LA PAZ - Por meio de decreto supremo, o presidente Carlos Mesa deu a cartada final para tentar acabar com duas semanas de acirrada tensão social e política na Bolívia. O chefe de Estado convocou para 16 de outubro a eleição de uma Assembléia Constituinte e um plebiscito sobre a autonomia das províncias do Leste - as mais ricas em gás natural e petróleo do país. Mas a decisão, anunciada em mensagem à população na noite de quinta-feira, está sendo contestada pelas províncias e pela oposição.

Mesa justificou a medida pelo ''momento de extrema urgência e altíssimo risco'' que a Bolívia atravessa. Setores sociais e sindicais vêm organizando manifestações em La Paz e El Alto e bloquearam 45 pontos nas estradas nacionais - impedindo a saída por terra a Peru, Chile, Argentina e Paraguai. Além disso, por falta de consenso em três dias de plenária, o Congresso havia adiado para a terça a sessão em que discutiria os cruciais temas da autonomia provincial e Constituinte.

- Exorto o país a voltar à calma - disse o presidente, que há 19 meses substituiu Gonzalo Sánchez de Lozada, após uma revolta popular.

A tranqüilidade, entretanto, está longe. Membros da oposição e outros congressistas criticaram Mesa, alegando que o decreto é inconstitucional e que ''necessariamente tem que passar pelo Congresso para ter legitimidade''.

- Mandamos uma carta ao cardeal Julio Terrazas pedindo que ele intervenha - disse o líder do Movimento ao Socialismo (MAS), Evo Morales.

O governo, que também pediu à Igreja que fomente o diálogo, defende sua posição.

- O decreto supremo é constitucional - afirmou ontem o vice-ministro da Justiça, Carlos Alarcón, que estava no Palácio Quemado (sede do governo). - O presidente tem atribuição para estabelecer datas, de eleições a Constituintes.

Alarcón baseou a defesa no antecedente da convocatória para o referendo do gás, em julho de 2004.

- O Executivo convocou a votação por decreto e ela foi declarada legal pelo Tribunal Constitucional. O Poder Legislativo não ficou excluído do processo, interveio para complementar os detalhes necessários à aplicação da norma. O mesmo vai ocorrer agora. Tem que haver uma conjunção de esforços entre Executivo e Legislativo. Quem vai estabelecer as características e condições do processo é o Congresso - explicou.

Na noite de quinta, Alárcon provocou embaraço ao anunciar que o decreto presidencial fora aceito por todos os ministros, exceto pelo chefe de Desenvolvimento Econômico, Walter Kreidler, demissionário. Entretanto, o governo retificou a informação ontem, dizendo que não recebeu qualquer notificação por escrito da renúncia do ministro, como exige o protocolo. ''Portanto, continua exercendo suas funções'', assinalou um comunicado da presidência. Kreidler é um empresário da cidade de Santa Cruz, cujos líderes regionais exigiram ao Congresso dar prioridade à consulta sobre autonomia sobre a eleição de constituintes.

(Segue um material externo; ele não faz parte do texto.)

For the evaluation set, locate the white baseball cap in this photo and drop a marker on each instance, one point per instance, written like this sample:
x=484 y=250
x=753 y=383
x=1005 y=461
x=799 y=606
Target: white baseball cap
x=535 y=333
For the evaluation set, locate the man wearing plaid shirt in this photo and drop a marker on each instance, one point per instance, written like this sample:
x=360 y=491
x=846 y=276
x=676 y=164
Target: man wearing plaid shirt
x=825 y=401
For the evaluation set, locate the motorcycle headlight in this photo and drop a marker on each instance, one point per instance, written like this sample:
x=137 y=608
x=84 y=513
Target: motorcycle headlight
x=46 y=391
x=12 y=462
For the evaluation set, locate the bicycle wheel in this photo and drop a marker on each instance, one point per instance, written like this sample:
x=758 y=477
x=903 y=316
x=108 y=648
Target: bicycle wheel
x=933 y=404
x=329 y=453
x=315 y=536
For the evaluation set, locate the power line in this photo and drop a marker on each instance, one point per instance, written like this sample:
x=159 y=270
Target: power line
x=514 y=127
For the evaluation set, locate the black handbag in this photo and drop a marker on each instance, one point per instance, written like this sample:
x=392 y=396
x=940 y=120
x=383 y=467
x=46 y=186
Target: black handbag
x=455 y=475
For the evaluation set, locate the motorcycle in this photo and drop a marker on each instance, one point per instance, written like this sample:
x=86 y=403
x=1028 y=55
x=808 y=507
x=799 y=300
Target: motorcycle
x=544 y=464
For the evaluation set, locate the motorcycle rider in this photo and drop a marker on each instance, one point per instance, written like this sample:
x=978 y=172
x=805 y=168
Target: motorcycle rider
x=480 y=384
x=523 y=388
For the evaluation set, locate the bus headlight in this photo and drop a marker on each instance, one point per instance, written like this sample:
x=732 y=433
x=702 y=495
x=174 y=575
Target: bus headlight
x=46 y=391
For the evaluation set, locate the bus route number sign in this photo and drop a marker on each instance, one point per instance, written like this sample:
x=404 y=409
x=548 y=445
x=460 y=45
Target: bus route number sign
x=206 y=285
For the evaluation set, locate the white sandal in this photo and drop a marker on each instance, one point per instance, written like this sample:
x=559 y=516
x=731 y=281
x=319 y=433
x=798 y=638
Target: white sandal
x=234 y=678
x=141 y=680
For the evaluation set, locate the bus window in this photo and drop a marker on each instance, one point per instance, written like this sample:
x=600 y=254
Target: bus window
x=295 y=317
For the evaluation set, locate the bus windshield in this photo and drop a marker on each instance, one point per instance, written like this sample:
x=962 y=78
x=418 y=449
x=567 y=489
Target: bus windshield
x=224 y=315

O mais recente capítulo da crise política na Bolívia se agravou quando Morales boicotou, na quinta, o reinício das sessões do Legislativo, por achar que não seria atendido seu plano de convocar a Assembléia Constituinte. A proposta, somada ao pedido de estatização dos hidrocarbonetos, é a bandeira dos manifestantes de La Paz e El Alto.

Em resposta à postura do MAS, que é a segunda força no Legislativo, o presidente do Congresso, o senador Hormando Vaca Díez, adiou as negociações entre os grupos parlamentares.

- O MAS pode ter outras intenções como, por exemplo, a de mostrar institucionalmente que o Congresso não funciona, para orientar pressão sobre a Casa - disse Vaca Díez.

Horas antes, o próprio Morales tinha acusado o presidente do Parlamento de planejar um ''golpe de Estado militar e fascista'' e de ter contatos com dois generais das Forças Armadas.

Fora do Congresso, manifestantes pressionavam pela discussão da Constituinte, das autonomias provinciais e a nacionalização dos gás natural. Ao deixar o prédio, um dos senadores foi cercado por um grupo de camponeses, que já havia confrontado policiais antidistúrbio durante horas. De carro, e em alta velocidade, os demais congressistas conseguiram sair do local, mas também sofreram o assédio dos manifestantes.